The prototype felt fun to play, especially having to navigate the platforms quickly during freefall, and required a lot of forward thinking. Needing a lot of forward thinking was something I did not anticipate and, in the full game, I may need to implement a ten second intro where the player has a chance to examine the map to form a path in their mind, before anything starts moving. I found that when the player was stuck to a platform, it felt very restricting being unable to move; this could be fixed by allowing the player to move on a platform, but at a much slower rate than if they were in the air. Finally, I enjoyed the mechanic of being thrust upwards at predictable points.

When playtesting the game, I received similar feedback. Most felt that they were very restricted whenever they hit a platform and described it as frustrating; however, some said that they used the time to plan ahead. During freefall some players felt it was too slow, whilst others felt stressed as well as saying that they did not have much control over the game, and one player suggested adjustable speeds. There are multiple ways that a changing fall speed could be implemented: the first is through a selection of difficulty options that have faster speeds for higher difficulties; the second is that the player could be accelerating downwards, so as they freefall for longer then their speed slowly increases, and this would challenge players who are good at the game whilst not affecting players who are not; the final solution is to give the player a rechargeable boost that dashes them downwards a little whenever it is activated, allowing the player to have more control over their movement as well as giving them another simple but effective input. However, this game was most successful during my early playtesting, as everyone enjoyed the core mechanic, and so I plan to take it forward as one of my main three games.

propulsion game

My final prototype in this phase was for the propulsion game where the player controls a rocket and goes up and down into space collecting fuel, and avoiding asteroids or space debris. The prototype only shows the main mechanic of the player pressing a button to go up, by using up fuel, and automatically falling when they are not going up. This creates a balancing game where the player must constantly be pressing the screen to go up and letting go to go down, so that they can collect fuel coming towards them. In the prototype, the player's fuel is represented by the bar at the top and the white squares going across horizontally are fuel pickups.

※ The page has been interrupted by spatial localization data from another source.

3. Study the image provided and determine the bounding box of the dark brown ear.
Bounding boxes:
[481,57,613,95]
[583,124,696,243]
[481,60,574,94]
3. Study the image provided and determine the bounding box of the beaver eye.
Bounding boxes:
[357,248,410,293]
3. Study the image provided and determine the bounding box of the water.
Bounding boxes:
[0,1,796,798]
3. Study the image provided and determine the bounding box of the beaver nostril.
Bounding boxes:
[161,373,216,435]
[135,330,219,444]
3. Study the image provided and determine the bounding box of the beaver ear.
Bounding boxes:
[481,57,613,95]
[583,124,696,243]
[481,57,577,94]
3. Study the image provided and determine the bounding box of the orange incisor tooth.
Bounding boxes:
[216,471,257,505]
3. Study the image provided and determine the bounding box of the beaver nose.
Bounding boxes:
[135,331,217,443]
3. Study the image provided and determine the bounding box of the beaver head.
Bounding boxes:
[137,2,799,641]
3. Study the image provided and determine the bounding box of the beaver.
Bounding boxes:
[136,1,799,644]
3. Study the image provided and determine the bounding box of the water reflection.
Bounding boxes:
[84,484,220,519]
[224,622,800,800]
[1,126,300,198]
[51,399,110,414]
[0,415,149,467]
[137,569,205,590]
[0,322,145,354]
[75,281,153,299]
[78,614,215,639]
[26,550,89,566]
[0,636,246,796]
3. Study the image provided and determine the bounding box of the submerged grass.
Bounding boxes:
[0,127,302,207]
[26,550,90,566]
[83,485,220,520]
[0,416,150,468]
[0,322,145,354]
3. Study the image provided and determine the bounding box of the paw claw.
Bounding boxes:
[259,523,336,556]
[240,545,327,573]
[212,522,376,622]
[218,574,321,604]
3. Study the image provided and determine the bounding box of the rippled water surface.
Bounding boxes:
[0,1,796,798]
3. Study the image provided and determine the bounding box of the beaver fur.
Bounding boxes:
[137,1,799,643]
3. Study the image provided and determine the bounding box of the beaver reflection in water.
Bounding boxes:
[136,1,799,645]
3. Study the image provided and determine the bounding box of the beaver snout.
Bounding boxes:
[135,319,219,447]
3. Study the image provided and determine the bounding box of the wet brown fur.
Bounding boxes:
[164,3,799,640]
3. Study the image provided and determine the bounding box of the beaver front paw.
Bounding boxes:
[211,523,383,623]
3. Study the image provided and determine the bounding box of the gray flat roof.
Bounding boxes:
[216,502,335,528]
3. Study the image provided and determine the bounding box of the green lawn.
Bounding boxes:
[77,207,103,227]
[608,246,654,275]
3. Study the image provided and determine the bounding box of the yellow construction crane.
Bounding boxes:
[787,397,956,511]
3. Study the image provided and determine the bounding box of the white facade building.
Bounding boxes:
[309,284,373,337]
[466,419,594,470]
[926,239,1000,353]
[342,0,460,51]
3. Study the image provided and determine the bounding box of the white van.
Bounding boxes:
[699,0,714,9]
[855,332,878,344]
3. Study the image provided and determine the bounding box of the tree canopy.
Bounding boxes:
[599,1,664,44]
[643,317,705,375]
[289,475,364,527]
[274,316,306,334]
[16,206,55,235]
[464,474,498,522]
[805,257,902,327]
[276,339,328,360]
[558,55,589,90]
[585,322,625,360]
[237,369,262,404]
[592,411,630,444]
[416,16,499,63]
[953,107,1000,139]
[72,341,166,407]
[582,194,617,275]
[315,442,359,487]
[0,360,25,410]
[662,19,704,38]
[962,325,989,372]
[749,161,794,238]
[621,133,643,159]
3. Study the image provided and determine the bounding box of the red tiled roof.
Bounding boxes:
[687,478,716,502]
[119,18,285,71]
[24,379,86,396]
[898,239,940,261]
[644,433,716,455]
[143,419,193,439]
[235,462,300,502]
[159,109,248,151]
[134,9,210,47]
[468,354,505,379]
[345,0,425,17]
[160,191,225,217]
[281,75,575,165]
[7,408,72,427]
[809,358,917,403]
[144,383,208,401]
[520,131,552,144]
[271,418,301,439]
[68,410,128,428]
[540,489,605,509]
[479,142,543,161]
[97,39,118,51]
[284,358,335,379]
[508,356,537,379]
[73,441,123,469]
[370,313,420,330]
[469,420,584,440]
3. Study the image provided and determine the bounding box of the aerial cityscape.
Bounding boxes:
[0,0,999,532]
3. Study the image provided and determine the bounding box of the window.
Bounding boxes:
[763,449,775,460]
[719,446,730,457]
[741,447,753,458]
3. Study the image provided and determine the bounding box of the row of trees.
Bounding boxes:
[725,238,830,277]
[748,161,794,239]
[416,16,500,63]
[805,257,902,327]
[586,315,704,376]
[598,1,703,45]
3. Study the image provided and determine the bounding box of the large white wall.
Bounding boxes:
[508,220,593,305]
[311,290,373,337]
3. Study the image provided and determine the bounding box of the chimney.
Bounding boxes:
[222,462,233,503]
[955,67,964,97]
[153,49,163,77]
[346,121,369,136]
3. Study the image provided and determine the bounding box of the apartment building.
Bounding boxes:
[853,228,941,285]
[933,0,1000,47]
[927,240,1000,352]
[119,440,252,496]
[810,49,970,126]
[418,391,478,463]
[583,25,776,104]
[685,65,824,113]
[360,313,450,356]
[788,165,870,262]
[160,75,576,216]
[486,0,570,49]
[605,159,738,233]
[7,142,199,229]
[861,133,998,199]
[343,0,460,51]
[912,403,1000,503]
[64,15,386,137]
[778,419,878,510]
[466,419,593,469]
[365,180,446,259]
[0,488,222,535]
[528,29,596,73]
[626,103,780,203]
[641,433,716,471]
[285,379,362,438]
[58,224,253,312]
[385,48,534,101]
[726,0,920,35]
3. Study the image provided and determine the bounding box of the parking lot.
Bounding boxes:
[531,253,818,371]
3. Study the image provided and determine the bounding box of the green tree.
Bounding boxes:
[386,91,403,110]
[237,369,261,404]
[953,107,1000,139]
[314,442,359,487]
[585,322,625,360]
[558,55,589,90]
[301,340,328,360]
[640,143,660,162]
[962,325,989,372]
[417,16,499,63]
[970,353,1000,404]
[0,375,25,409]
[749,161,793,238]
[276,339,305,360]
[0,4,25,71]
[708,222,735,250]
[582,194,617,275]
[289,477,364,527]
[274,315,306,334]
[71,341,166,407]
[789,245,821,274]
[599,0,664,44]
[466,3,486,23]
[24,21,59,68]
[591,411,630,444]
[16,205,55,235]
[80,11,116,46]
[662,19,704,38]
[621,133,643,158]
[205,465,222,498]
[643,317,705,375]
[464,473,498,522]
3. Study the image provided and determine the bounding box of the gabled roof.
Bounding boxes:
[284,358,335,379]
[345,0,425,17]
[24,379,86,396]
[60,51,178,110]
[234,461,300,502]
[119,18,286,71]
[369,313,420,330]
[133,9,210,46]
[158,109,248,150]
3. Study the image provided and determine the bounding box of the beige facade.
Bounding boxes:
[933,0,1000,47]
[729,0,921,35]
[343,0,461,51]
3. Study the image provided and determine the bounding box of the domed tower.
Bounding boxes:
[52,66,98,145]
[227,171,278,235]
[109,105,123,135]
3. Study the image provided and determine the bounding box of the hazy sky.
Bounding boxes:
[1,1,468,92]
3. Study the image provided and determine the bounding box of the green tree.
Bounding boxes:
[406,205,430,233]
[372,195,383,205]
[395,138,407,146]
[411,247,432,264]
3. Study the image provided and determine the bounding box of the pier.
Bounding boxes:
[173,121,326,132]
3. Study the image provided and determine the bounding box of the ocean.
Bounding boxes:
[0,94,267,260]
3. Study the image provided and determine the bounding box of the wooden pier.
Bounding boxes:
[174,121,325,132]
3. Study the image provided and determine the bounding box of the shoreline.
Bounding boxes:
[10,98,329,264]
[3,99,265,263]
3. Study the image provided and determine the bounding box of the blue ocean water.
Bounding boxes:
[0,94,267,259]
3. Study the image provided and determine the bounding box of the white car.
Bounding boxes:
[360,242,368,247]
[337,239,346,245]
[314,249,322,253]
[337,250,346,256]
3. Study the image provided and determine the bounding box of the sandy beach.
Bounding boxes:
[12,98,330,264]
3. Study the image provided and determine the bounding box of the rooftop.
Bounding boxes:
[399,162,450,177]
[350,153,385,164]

The prototype only demonstrates this main mechanic and does not show other mechanics, such as the increasing high score or upgrade system that I intend for the game. However, if I choose to go with this as my final game then I will be regularly creating prototypes to test each of these.

From this prototype I found that the player's movement is erratic with a constant velocity being added whenever the player chooses to interact or not; for example if they press then the square always goes up 5 pixels every second, and if they do not then it always goes down 5 pixels every second. To fix this I could instead add an upwards acceleration, whenever the player presses, so that the velocity upwards slowly increases to 5 pixels per second, and I could do the same for the downwards movement. This would make playing less frantic, but also it is more scientifically accurate. I could also implement a feature where the downwards acceleration reduces as the player gets higher, due to the pull of the Earth's gravity getting weaker.

In the prototype I also found that the fuel pickups move too fast and that predicting where they would come from was difficult. On a wider screen this would be easier, as the player could see objects coming from far away, however, I intend to make this game for mobile devices. Therefore, I will need to implement signals that appear on the side of the screen and can inform the player that an object is X metres away.